Cena do filme "La Guerre de Feu" uma aventura na pré-história.
Um homem primitivo, abraçado a sua companheira, observa em silêncio a lua no céu.

O belo astro surgindo no horizonte deve ter sido visto com algo sobrenatural.

Raios e trovões assustadores pareceriam criaturas furiosas e destruidoras.

Em contraste com o sol se pondo depois de derramar seu calor sobre o mundo.
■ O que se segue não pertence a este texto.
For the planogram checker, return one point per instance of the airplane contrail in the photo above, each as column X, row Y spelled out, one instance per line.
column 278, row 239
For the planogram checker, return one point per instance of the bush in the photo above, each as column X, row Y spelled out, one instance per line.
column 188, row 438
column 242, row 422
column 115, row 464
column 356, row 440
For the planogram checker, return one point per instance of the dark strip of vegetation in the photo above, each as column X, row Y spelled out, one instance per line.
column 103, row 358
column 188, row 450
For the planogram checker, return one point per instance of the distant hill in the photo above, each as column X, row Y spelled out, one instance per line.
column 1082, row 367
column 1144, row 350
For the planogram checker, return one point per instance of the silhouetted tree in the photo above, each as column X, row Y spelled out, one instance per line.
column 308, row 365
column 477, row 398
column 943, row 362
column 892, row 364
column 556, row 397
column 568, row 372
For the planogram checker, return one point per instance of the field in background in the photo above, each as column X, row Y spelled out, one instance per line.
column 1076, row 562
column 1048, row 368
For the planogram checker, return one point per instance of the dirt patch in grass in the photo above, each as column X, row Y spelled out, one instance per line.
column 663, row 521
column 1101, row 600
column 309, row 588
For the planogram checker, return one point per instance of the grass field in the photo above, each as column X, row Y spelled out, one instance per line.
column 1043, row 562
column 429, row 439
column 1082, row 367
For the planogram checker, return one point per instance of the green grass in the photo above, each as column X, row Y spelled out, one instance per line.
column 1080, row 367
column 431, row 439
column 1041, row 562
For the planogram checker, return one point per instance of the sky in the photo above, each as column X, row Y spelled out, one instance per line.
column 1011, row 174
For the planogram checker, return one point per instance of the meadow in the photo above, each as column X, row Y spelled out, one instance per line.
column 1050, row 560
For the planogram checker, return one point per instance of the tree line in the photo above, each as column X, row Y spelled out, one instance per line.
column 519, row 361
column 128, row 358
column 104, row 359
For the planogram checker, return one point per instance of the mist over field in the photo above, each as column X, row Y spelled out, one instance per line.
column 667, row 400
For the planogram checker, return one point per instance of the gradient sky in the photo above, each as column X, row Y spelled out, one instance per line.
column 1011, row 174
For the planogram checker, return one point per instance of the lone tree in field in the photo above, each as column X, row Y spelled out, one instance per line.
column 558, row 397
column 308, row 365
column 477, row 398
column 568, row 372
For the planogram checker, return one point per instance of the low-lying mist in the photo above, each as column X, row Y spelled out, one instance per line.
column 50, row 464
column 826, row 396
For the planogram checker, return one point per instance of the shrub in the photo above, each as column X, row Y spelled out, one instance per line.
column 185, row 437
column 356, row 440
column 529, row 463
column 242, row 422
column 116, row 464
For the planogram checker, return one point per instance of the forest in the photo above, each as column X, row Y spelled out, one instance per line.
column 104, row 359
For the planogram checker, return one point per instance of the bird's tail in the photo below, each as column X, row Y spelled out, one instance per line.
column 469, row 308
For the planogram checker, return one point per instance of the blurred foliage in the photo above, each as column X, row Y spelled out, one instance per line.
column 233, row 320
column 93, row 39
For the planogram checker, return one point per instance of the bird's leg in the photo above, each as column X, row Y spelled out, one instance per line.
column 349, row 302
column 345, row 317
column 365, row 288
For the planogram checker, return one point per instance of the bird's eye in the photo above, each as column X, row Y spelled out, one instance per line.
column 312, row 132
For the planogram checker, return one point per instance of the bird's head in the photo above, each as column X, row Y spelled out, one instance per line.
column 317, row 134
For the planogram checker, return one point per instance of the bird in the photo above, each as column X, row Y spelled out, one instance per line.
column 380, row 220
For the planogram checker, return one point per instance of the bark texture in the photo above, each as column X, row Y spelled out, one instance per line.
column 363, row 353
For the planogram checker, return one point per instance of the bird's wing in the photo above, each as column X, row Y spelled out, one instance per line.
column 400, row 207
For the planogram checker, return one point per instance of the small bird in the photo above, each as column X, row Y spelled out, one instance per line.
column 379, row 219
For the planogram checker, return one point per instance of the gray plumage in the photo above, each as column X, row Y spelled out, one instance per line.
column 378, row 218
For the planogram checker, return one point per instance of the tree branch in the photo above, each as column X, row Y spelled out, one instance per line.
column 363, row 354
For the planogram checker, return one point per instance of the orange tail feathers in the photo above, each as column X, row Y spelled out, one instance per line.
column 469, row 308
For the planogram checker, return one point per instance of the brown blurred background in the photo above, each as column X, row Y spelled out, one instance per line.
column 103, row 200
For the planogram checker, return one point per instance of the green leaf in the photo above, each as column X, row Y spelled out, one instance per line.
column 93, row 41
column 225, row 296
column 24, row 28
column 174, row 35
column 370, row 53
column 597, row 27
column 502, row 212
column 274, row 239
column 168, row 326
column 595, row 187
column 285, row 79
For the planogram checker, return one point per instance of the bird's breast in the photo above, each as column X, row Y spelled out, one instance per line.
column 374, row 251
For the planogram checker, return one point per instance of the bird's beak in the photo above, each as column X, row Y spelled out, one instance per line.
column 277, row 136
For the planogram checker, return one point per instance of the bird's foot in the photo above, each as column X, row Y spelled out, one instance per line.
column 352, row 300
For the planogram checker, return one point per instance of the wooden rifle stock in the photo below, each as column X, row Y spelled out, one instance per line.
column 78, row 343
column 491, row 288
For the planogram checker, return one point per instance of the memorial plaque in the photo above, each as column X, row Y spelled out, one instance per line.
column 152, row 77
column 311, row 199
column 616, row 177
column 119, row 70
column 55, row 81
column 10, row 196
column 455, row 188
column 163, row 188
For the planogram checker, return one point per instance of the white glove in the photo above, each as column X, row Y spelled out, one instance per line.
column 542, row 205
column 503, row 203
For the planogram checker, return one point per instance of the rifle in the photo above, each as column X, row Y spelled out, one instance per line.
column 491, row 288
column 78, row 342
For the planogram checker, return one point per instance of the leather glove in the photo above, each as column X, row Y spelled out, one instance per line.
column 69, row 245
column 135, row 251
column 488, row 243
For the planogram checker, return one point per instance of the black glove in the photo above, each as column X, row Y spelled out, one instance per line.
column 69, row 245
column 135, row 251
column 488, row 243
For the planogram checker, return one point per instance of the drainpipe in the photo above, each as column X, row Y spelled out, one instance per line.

Da simples observação desses acontecimentos até a idéia instintiva de representá-los concretamente não deve ter demorado muito, afinal poder contar com a cumplicidade de tais elementos para sua proteção contra inimigos reais poderia garantir a sobrevivência de sua espécie e de todos aqueles ao seu redor. Imaginar o aspecto que teriam os responsáveis por provocar tais fenômenos pode ter sido um dos primeiros exercícios do desenvolvimento da criatividade artística dos seres humanos. Dispor nas imediações dos lugares em que habitava, de algumas dessas artes, certamente iria contribuir para afugentar inimigos. Assim, com tal intuito, teriam surgido os primeiros ídolos elaborados pelo homem para posteriormente serem adorados.

Figura esculpida em pedra, postada em algum lugar a ser protegido.

Totem esculpido em madeira para proteção de uma aldeia Celta.

Isoladamente ou postado nas fachadas de casas os ídolos eram símbolos
de proteção dos povos indígenas também no Alaska.

Na história de todas as civilizações, por mais antigas que tenham sido, vamos encontrar algumas centenas dessas figuras de adoração, por vezes curiosamente semelhantes entre si e que representam materialmente alguma entidade associada ao mundo real, mas de origem espiritual ou por conseqüência, divina. De modo geral lhes é atribuído poderes sobrenaturais, seja de ordem física ou psíquica, constantemente relacionadas com um mundo que somente será disponibilizado pós-morte aos seus adoradores, sob determinadas e freqüentemente rígidas condições, regras essas criadas, é claro, pelo próprio homem. Nasceriam assim as práticas da adoração exagerada a determinadas figuras, definida e denominada pelos antigos gregos de idolatria, embora não tenham sido os únicos a praticá-las no início dos tempos ditos civilizados. As mais diversas formas de representar tais figuras, muitas delas esculpidas ou gravadas em materiais nobres, fazem parte atualmente de valioso acervo em museus ao redor do mundo.

Em jade e ouro Tlaloc o deus da chuva dos Aztecas.

Em ouro e pedras preciosas deuses Incas


Esculpida em pedra a deusa da fertilidade.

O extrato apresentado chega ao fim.